先日、とあるベンチャー企業の飲み会に参加させていただいた。隣は20代後半の営業パーソンで、その前は彼の上司が座っていた。
若手営業パーソンは、仕事の悩みを話し始めた。
トップセールスから全く売れない営業パーソンへ
以前は大手企業に勤めており、トップセールスとしてガンガン商品を売っていた。毎年の目標も当たり前のように達成していた。
しかし、今の企業に転職してから、全く売れなくなってしまったという。
前職と扱っているサービスはほぼ同じ。変わったのは大手企業のブランドが外れたことと、攻めるマーケットが東京から全国へと変わったことだった。
名もなきベンチャーに入るからにはそれなりに苦労すると覚悟していたものの、ここまで売れないのは予想外だった。
彼は、転職して初めて自分の力量を客観視することができた。
これまでモノが売れていたのは自分の営業力のおかげではなく、会社のブランド力と東京というマーケットのおかげだった。この事実に気づけたのは、とても良い経験だったと語ってくれた。
「目の前の仕事を頑張れって、よく意味がわからないです」
「だから今、ものすごく頑張ってるんですよ。でも、全然売れないんです。何でなのでしょうか・・・。よく、目の前の仕事を頑張れって、言うじゃないですか。あれの意味が、わからないんです。」
すると、彼の上司がこんな質問を投げかけた。
「一番好きなお客さんはいる?」
「います。〇〇会社です。今、自分がメインで担当させていただいてます。」
「ふーん。で、そのお客さんの課題は何なの?」
「 課題ですか?えっと・・・売上アップだと思います。」
「具体的には?」
「・・・そこのお客さんの商品は◯◯なんですけど、市場自体が衰退しているんです。斜陽産業なので、売上が上がらなくて困っているんだと思います・・・。」
「 あ、そう。で、その斜陽産業の中でお客さんはどうしていきたいって言ってるの?」
「・・・。」
「てかさ、一番好きなお客さんのことなのに、なんですぐ答えられないの?」
「・・・お客さんのこと、考えてないからですかね。」
「なんで考えないの?」
「 ・・・(かなり長い沈黙)つまり、お客さんのことを好きじゃないってことなのでしょうか。

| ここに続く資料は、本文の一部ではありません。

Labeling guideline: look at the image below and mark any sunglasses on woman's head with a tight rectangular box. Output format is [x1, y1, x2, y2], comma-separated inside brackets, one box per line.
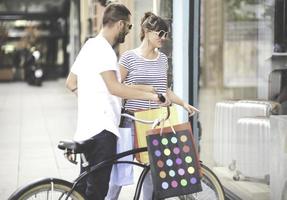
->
[154, 30, 168, 39]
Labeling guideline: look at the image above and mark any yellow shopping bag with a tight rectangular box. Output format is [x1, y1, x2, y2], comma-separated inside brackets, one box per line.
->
[134, 106, 179, 163]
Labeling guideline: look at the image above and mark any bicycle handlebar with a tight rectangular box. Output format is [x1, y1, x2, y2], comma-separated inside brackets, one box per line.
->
[121, 106, 171, 128]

」
頑張っているのに成果が出ない人の共通点
そのあと彼は顔面蒼白になり、黙り込んでしまった。
字面だけ見れば冷たいやり取りのように見えるが、上司は、営業パーソンとして絶対的に重要な姿勢を伝えようとしていた。
私はこの若手営業パーソンを個人的に知っているが、彼はお客さんのことを好きじゃないわけでは決してない。お客さんの役に立ちたいという気持ちを持ち合わせているし、いつだって一所懸命頑張っている。